O Ministério Público Estadual (MP/AL), que tem acompanhado o caso Braskem, diz que, pelo acordo estabelecido entre as autoridades públicas e a mineradora, não pode haver construções na região. Até o momento, ninguém foi responsabilizado pelo crime ambiental.
Felicidade no passado e as consequências do deslocamento forçado para as crianças
Elisama, 10, uma das filhas de Maíra, sente na pele os impactos causados pela realocação forçada. Quando morava no bairro Pinheiro, ela gostava de juntar os amigos para brincar, mas hoje é tudo diferente, reclama. Embora se sinta bem por ter saído por conta do risco de desabamento na região, ela fica triste por não ver mais os amigos e as pessoas que ama. “Era todo mundo do meu lado. Todo mundo ali era uma família, na minha escola eu praticamente conhecia todo mundo”, relembra.
A psicóloga Rosemeire dos Reis tem recebido as crianças dos bairros afetados pela Braskem em seu consultório. Em geral, são quadros graves de ansiedade; em alguns casos, precisou recomendar acompanhamento psiquiátrico. Isso porque a saúde mental começou a interferir na qualidade de vida e em alguns outros comportamentos (sono, alimentação, cansaço).
“O suporte não pode ser só para a criança, afinal o deslocamento forçado pela mineração tem impactos que são sentidos por todos os envolvidos. Na terapia, é preciso apoiar o grupo familiar e trabalhar a memória da criança que vivenciou eventos traumáticos e o fator que lhes causou sofrimento psicológico”, ressalta. “A gente trabalha a intensidade dessa dor, a lembrança contínua do trauma. A partir de novas experiências e novos vínculos, a criança pode seguir sua vida de forma natural. Lembrando que cada criança vai ter o seu enfrentamento.”

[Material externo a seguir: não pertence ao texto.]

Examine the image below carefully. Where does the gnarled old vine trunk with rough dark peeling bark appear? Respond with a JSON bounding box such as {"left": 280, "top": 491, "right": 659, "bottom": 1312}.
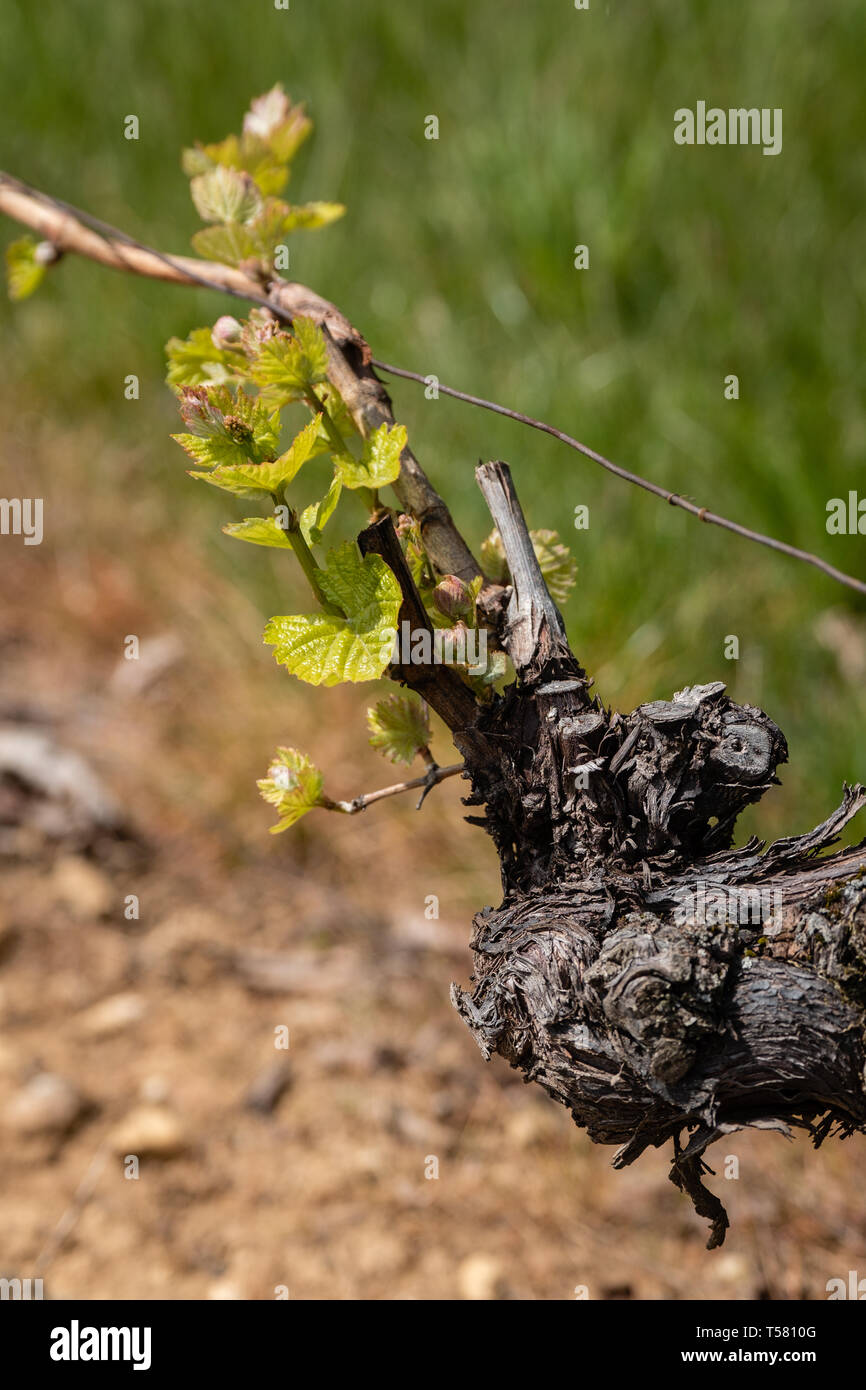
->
{"left": 439, "top": 463, "right": 866, "bottom": 1248}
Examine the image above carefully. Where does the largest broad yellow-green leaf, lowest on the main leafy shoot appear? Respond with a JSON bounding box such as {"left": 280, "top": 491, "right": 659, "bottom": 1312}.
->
{"left": 264, "top": 541, "right": 402, "bottom": 685}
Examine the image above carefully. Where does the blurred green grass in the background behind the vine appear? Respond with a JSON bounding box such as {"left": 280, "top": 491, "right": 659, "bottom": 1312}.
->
{"left": 0, "top": 0, "right": 866, "bottom": 834}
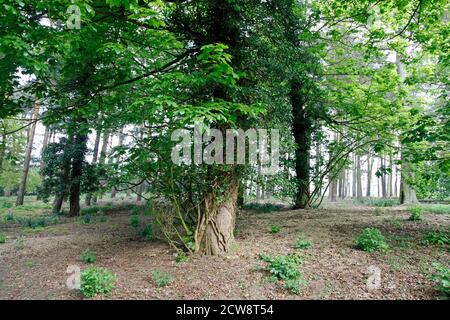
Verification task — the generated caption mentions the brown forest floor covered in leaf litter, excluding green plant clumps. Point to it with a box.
[0,198,450,299]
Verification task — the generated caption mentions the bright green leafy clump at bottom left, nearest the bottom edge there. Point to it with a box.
[80,267,117,298]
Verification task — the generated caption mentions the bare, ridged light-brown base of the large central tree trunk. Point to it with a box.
[195,181,239,255]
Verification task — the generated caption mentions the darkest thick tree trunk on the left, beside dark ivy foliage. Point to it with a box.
[69,134,87,217]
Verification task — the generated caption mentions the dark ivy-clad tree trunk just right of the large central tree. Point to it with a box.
[290,81,312,209]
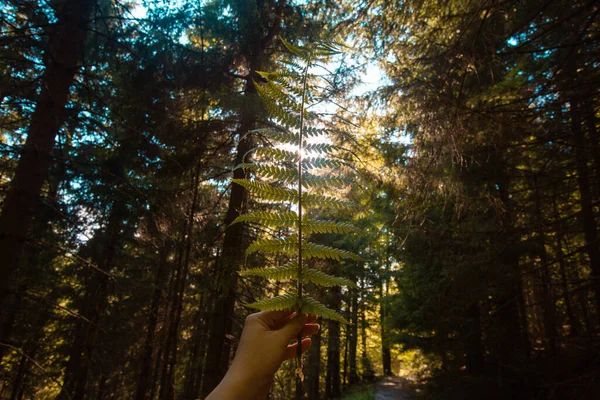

A socióloga Weldja Marques Lima diz que também é preciso levar em consideração os impactos do deslocamento às pessoas e comunidades que não tiveram escolha. “A maioria enfrenta desafios inimagináveis para buscar a proteção para elas e suas famílias”.
Weldja salienta que o deslocamento em Maceió foi provocado pelo maior crime ambiental em área urbana no mundo, afetando as pessoas em aspectos que vão desde perdas simbólicas a perdas materiais. “Deixar a casa, a escola, a vizinhança, a praça, a quadra de esportes, o campinho de futebol, os amigos de escolas e do seu bairro, sem ser sua escolha, repercute nas interações que podem ser observadas na infância dessas crianças”, diz. “Essas crianças podem apresentar experiências socioemocionais observadas individualmente e de forma coletiva em torno dessas mudanças do seu lugar de origem.”
Questionada pela reportagem, a Braskem se manifestou informando que oferece serviço de apoio psicológico gratuito para todas as pessoas (inclusive crianças e adolescentes) e que os atendimentos passaram a ser realizados de maneira on-line durante a pandemia de covid-19. De acordo com a empresa, as famílias podem obter mais informações sobre a assistência psicológica por meio de ligação gratuita pelos telefones 0800-006-3029 ou 0800-954-1234. Também reafirmou que as famílias residentes nas áreas de desocupação estão incluídas no Programa de Compensação Financeira e Apoio à Realocação. “A assistência tem o objetivo de apoiar no processo de compreensão de questões emocionais, comportamentais e de relacionamento. O atendimento é definido entre o morador e o psicólogo, e a quantidade de consultas e o período do tratamento variam conforme avaliação do profissional de saúde sobre a necessidade de cada paciente. Pessoas com dificuldade de locomoção podem ser atendidas em domicílio”, diz trecho da nota.
O deslocamento forçado – motivado por guerras, violência, perseguições e violações de direitos humanos – afetou 82,4 milhões de pessoas em todo o mundo, segundo dados da Acnur (Agência da ONU para Refugiados), em 2020.